Коза-дереза | страница 55



И снова я шел один в вешних туманах, в снегах, под которыми тайно накапливалась темная вода, и снова…

— Как свеча, догорала она,
Вкруг лица улыбалась печаль,
Долетали слова от окна,
Но сквозила за окнами даль…

Мог ли я думать, что уже мое сердце сбилось с пути и вступает в созвездие Девы?

Я ощутил противоречие с миром — окончательное и тягостное. Я стал притворяться. Может быть, я стал марсианином, случайно оказавшимся в деревне. Но разве должен был знать об этом Партизан? Разве должны были знать об этом в школе? Разве понял бы меня блаженный Федя, встречавшийся в тот момент, когда я бредил темноглазой строгой девочкой и пробуждавший вопросом:

— Коза-то как? Обломалась?

И я, одичав, молча ждал моего праздника, и все кругом понимали меня, а Волосатый дед даже рассудительно заметил:

— Крутить хвосты козлятам — это (мать-перемать) и федя-дурачок умеет.

Крутить хвосты — это, может быть, и не худо, считал я, всякий труд почетен, но существование в деревне все заметнее противоречило моей нравственной задаче.

Я верил, что все происходящее — только приуготов-ление к настоящей жизни, что в один прекрасный день силою судеб и логикой добра откроется занавес — и наступит Праздник.

И он наступил.

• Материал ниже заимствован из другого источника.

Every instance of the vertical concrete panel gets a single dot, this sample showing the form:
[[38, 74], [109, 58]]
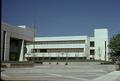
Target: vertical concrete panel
[[7, 47], [22, 51], [101, 35], [1, 45]]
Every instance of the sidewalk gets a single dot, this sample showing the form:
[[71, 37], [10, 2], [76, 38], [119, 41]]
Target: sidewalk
[[113, 76]]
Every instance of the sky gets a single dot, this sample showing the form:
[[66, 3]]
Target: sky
[[63, 17]]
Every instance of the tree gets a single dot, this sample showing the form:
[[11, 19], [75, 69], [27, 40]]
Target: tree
[[114, 45]]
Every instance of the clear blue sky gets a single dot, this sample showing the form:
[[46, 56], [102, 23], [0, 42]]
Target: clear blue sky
[[63, 17]]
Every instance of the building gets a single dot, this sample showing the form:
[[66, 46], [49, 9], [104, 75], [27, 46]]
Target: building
[[69, 47], [13, 40]]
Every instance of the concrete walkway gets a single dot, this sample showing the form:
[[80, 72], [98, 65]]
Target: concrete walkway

Долгожданный праздник нашего исхода.

XI

Помню ли я, как мы уходили?

Помню, помню.

За полем деревня превратилась в черную зубчатую кайму, и над ней, по-осеннему холодное, плескалось в небе утреннее солнце.

Не оборачивайся! — шептал мне тайный суеверный голос. — Соляным столпом станешь!

Но я оборачивался и оборачивался, не в силах освоить умом мысль о том, что эта кайма — уже не наш мир, не наше бытие — что оно уже чужое. А мы-то? Господи, мы то чьи теперь? Куда вела нас дорога? Разве мы знали?

Свобода! — сказала нам с неба поздняя утренняя звезда.

Свобода! — каркнула ворона с одинокой кладбищенской ели. Свобода! где-то далеко позади мемекнула наша коза, уже переведенная в чужую закуту.

И мы ужаснулись?

Или обрадовались тогда, а ужаснулись потом? Разве может правильно вспомнить себя и свою подноготную соляной столп?

А на кладбище мы постояли у родных могил. И еще у ямы, которую с прибаутками рыли три нетрезвых мужика: Басенка померла накануне.

И дальше пошли.

Той дорогой, оставив в нетопленой избе спившегося отчима, еще раньше ушла Поварешка. Ушла вместе с матерью.

Казалось, некуда было идти, но многие ухитрялись уходить той дорогой.

И влачил я, и влачу даже до сего дня комплекс вины. И стыдно мне за переселение моего народа, потому что не раз стыдили меня и сверху, и снизу, и справа, и слева.